I would never.
A gentle reminder to Payne that Reapers could cut my kind down in a flash. It would never come to that. Thanks to Prudence, I was determined to be a better demon.
The veins in Payne’s neck pulsed along with his flaring nostrils. Two small black smoke rings wafted out from his nose as he exhaled. Unease prickled down my spine. There was something about that Reaper I didn’t trust. I tucked Prudence behind me. As the smoke floated up, Payne’s face turned ashen. Immediately, he covered his nose. What the fuck was he?
“Are you okay?” Prudence asked him. When she tried to step closer, I gripped her hips. Her dark brows slanted, but I didn’t budge. She sighed and said to Payne, “Did that smoke come from you?”
“Just descend the werewolves’ souls!” He grasped the bridge of his nose and turned around.
“Don’t tell me what to do!” Prudence shouted, but she frowned immediately after.
He said, “Come to the castle later.”
“I know,” she responded.
“I wasn’t talking to you.” Looking over his shoulder, our eyes met, and then Payne ported away.
“Something was off about him.” Dirk said the second the Reaper left.
Glancing down, I spotted Dirk alone. That didn’t surprise me. Gremlin were exceptional at disappearing when the need arose. “Where did they go?” I asked him.
“Hiding.” He pointed forward and then crossed his scrawny green arms. I tried to see what Dirk wanted to show me, but all I saw was a bunch of canned food and piled boxes in a corner.
Materializing a scythe, Prudence ignored us and walked a few feet.
“She doesn’t seem to like you.” Dirk said as Prudence retreated, and she paused midstep before continuing. She heard him.
Prudence waved her weapon, and a dark, swirling hole formed. Looking into the abyss made my skin prickle and the hairs on my arm stand on end.Agony. Fury. Pain.Every negative emotion poured out and smacked into me. It must be the passage to Hell. I stood at a distance and observed. I searched the area for the lost souls of the fallen werewolves. Screams filled the cave as they whizzed past me and through the air into individual black orbs. No matter how desperately they tried to avoid the passages, one by one, they were sucked in. I’d never heard the noises demon souls made. Probably because I was too busy eating them.
Prudence dematerialized her scythe and faced me.
“You’ve been busy,” I said.
Flicking her hair off her shoulder, Prudence said, “Paynehas been busy. I merely watched. But that can be just as exhausting.”
I smiled. There was something about her blank, mostly calm facade. Prudence wasn’t going to make my obsession easy.
The carcass, at her foot, moved. She glanced down and kicked it. Wallis squeezed from beneath the corpse and ran toward me.
I scowled. “Fucking nasty, Wallis. How many times do I have to tell you to stop toying with dead bodies?”
“I’m sorry, Sire.” Wallis fell to his knees and hid his face. “I was scared.” He raised his head and pointed toward Prudence. “Reaper,” he said, like she wasn’t watching him.
“I’m never taking you anywhere again,” I said. “Where’s Marty?”

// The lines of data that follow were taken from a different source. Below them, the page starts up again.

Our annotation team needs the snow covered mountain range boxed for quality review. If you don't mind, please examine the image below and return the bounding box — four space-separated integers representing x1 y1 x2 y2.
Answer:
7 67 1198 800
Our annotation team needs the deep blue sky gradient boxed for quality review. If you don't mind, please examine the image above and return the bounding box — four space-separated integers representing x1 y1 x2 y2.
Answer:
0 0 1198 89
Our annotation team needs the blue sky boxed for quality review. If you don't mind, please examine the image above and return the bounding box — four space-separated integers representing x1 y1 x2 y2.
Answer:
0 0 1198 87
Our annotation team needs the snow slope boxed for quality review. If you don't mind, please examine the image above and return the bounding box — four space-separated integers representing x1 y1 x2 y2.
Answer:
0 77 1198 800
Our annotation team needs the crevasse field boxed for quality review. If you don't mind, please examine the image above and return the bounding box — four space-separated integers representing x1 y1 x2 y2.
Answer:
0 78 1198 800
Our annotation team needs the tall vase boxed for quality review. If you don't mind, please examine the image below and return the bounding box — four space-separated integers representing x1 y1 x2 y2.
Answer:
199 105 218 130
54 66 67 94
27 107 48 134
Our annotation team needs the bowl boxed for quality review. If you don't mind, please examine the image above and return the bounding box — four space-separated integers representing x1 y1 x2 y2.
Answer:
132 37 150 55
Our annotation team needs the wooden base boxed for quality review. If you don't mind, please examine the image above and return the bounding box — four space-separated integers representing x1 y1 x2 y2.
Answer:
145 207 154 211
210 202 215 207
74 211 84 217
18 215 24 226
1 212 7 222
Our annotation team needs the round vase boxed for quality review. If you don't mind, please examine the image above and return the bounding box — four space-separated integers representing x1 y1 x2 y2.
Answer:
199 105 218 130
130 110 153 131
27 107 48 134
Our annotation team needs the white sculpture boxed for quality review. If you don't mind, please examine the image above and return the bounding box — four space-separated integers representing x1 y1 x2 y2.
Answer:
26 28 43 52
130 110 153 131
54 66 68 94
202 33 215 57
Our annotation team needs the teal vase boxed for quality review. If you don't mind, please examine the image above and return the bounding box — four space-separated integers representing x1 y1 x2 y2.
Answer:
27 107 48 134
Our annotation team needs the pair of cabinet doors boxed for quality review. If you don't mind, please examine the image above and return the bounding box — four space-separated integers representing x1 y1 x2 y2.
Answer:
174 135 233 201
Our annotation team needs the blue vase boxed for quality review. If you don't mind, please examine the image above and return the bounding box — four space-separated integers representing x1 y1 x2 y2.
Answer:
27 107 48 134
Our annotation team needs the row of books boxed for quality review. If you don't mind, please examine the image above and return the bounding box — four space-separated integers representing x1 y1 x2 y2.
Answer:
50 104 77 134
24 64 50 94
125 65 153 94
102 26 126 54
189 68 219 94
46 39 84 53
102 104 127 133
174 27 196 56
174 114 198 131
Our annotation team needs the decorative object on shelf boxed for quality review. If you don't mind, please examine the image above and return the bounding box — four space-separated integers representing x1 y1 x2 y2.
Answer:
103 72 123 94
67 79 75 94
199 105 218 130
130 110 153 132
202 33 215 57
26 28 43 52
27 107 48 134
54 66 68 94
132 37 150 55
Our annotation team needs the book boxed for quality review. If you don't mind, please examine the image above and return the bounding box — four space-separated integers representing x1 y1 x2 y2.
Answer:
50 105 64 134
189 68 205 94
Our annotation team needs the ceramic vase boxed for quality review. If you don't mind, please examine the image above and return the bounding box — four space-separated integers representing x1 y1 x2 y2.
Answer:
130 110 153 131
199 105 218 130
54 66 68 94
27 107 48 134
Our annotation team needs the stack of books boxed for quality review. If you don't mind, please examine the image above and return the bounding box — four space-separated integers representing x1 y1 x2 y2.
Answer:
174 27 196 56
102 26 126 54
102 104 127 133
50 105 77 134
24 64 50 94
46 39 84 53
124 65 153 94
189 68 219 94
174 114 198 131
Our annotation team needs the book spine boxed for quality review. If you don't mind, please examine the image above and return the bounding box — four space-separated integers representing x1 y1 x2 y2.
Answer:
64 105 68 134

“Here.” Marty waved his hands as he hopped down from the stacked canned food. So that was why Dirk pointed toward them earlier. It must have been Marty’s hiding spot.
Prudence’s nose crinkled as she stared at Dirk. “So the gremlins are truly yours?”
“Your words are cruel. But let it be known I’m not happy about you either,” Dirk said, meeting Prudence’s gaze.
“Dirk—”
Before I could reprimand Dirk, Prudence called forth her weapon once more. “Cruelty is the gremlin way when left on their own.” Morphing her scythe into a sword, she held the blade out toward Dirk. “Maybe I should end the three of them right now. Save us all some trouble.”
“They’re harmless.” I placed my hand against her blade. “Disgusting but harmless.”
“I never understood the situation between soul reapers and gremlins.”